Фон Рехов. Ах вы не знаете как? Вы желаете знать как? Я вам скажу. Вероятно, вы оставляли меня на всякий случай. Не выйдет с тем — ну что ж, тогда можно взять и этого. Да вы, собственно, и говорили, что вас прельщает мое богатство, мое дворянство, мой замок.

Ксана. Если говорила, значит, не обманывала же вас? Я признаюсь: в том, что вы сейчас сказали, есть маленькая доля правды. Я могла бы сказать, что это не только моя психология, — я думаю, нет девушки, которая хоть раз в жизни не подумала бы именно так: не выйдет с тем, так выйдет с этим. Но это все-таки лишь маленькая доля правды. Клянусь вам, я была искренне увлечена вами, вашим умом, вашим красноречием, Потом вдруг, когда вы сообщили, что бежал Иван Александрович, я поняла так, что он убит, и тогда почувствовала, что люблю его, и только его. Не сердитесь на меня.
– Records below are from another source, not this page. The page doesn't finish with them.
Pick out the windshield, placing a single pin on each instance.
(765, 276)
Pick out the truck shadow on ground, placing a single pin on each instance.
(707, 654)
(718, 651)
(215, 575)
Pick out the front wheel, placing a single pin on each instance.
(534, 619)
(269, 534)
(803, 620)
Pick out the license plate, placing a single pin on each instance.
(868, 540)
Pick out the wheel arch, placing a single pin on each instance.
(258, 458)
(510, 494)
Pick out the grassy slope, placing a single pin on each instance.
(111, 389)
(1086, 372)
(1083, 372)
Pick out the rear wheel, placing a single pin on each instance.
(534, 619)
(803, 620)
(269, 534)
Вы во многих отношениях выше, чем он, вы серьезнее, вы положительнее. (Говорит, едва скрывая восторг.) Ведь он сумасшедший, самый настоящий сумасшедший. Но оттого ли, что он молод... (Запутывается.) Извините меня, вы не стары, но ведь он моложе вас, он ближе ко мне по возрасту — или просто оттого, что он свой...

Фон Рехов (перебивая ее со злобой). Да, именно, он свой. Кто же теперь пойдет за немца? Мы с нынешнего дня стали париями мира.
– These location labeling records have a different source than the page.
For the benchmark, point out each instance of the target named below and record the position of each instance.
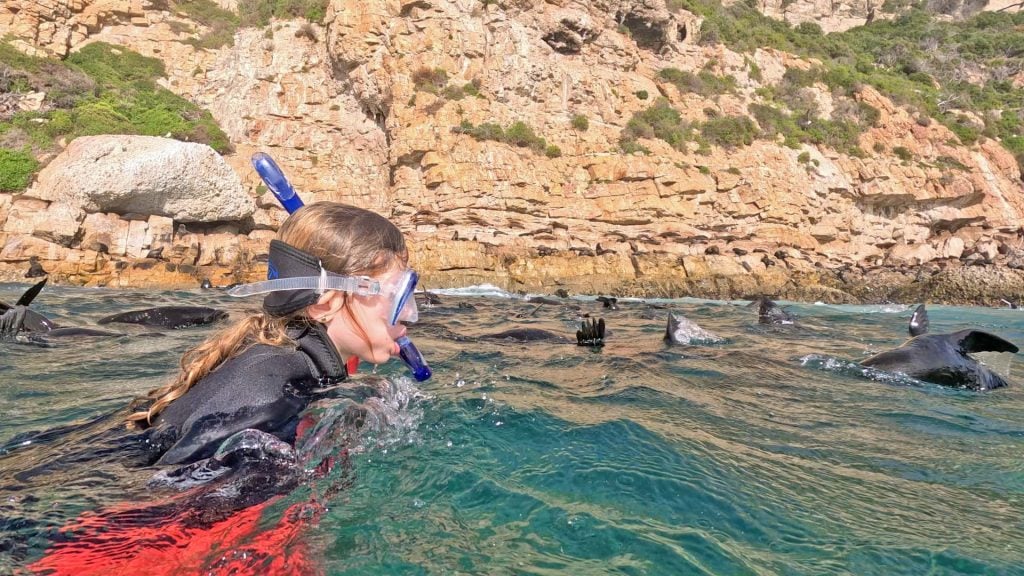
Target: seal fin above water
(919, 322)
(591, 333)
(976, 340)
(31, 293)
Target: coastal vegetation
(100, 89)
(222, 24)
(518, 134)
(958, 72)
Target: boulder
(144, 175)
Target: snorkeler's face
(376, 341)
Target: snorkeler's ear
(328, 306)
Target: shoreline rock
(953, 284)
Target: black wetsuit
(265, 387)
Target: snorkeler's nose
(410, 314)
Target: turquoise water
(767, 454)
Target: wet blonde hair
(347, 240)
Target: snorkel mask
(296, 279)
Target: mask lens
(403, 304)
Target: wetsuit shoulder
(265, 387)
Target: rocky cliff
(372, 108)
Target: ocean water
(769, 453)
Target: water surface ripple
(767, 454)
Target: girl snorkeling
(339, 290)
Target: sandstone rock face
(344, 111)
(145, 175)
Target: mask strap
(322, 285)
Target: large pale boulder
(144, 175)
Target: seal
(28, 320)
(942, 359)
(770, 313)
(681, 330)
(168, 317)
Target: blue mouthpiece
(414, 360)
(275, 180)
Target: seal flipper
(919, 322)
(591, 333)
(976, 340)
(31, 293)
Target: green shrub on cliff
(16, 168)
(518, 134)
(728, 131)
(258, 12)
(704, 83)
(659, 121)
(916, 59)
(220, 24)
(100, 89)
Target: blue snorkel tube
(283, 191)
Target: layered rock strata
(344, 110)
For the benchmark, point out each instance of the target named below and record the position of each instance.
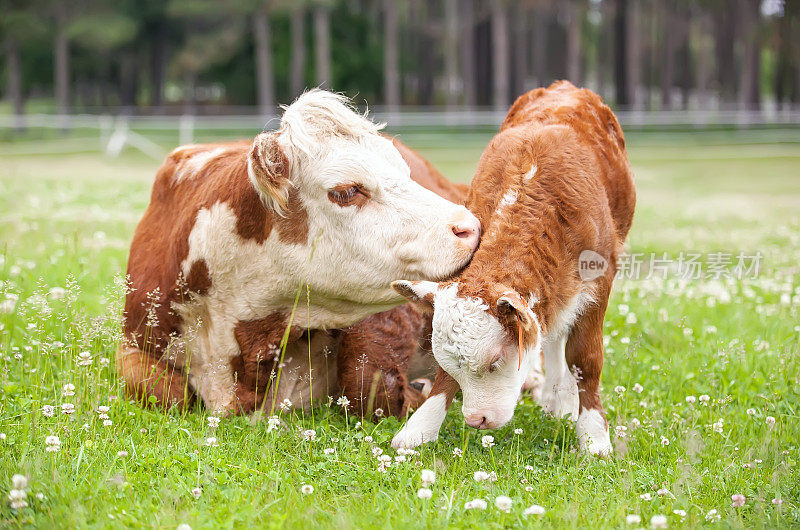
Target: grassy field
(701, 385)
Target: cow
(553, 190)
(251, 254)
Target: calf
(325, 207)
(553, 189)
Ксана. Вот что мне и в голову не приходило. Плохой вы психолог...

Фон Рехов. А впрочем, теперь мне все равно. В глубине души я с самого начала знал, что вы меня не любите и не полюбите... И он тоже это знал: он говорил со мной слишком уверенно... Да, я знал. (Помолчав.) Помните, Ксана, что я вам сказал в день нашего объяснения? Я привел вам слова вагнеровского Зигмунда: «Отойди от меня, женщина. Надо мной повис злой рок потомства Вотана». Да, это обо мне сказано. И я напрасно подумал, что злой рок может от меня отступить.

Ксана (совершенно не зная, что сказать). Вы — фаталист.

Фон Рехов. Да, вслед за Гёте я верю в непреодолимую власть судьбы и вслед за Гейне думаю, что нет ничего безнравственнее, чем эта власть, нет ничего более противного элементарным понятиям справедливости. Я испытал это на своем личном опыте, теперь испытываю и на судьбах моей родины. (С внезапной страстью в голосе.) Одно счастье, что исторический рок страны, в отличие от рока отдельного человека, никогда с точностью тебе не известен. Мы, немцы, сегодня парии мира, но завтра, быть может, будем его господами. (Увлекается все сильнее.) Нет, это дело не кончено! Четыре года мы боролись со всем миром, мы показали невиданные и неслыханные чудеса мужества, стойкости, военного искусства — и вот какие условия перемирия нам поставили эти жалкие рыцари, эти жалкие победители! Навалились десять против одного, победили и теперь смешивают нас с грязью!

Ксана (рада, что разговор перешел на другой предмет). Однако войну начали вы.

Фон Рехов. Нет, не мы! Но допустим, что мы. Разве они никогда не начинали войн? Разве они не ставили памятников тем, кто начинал войны?

Ксана. У нас говорят, что немцы три раза за столетие вторгались во Францию.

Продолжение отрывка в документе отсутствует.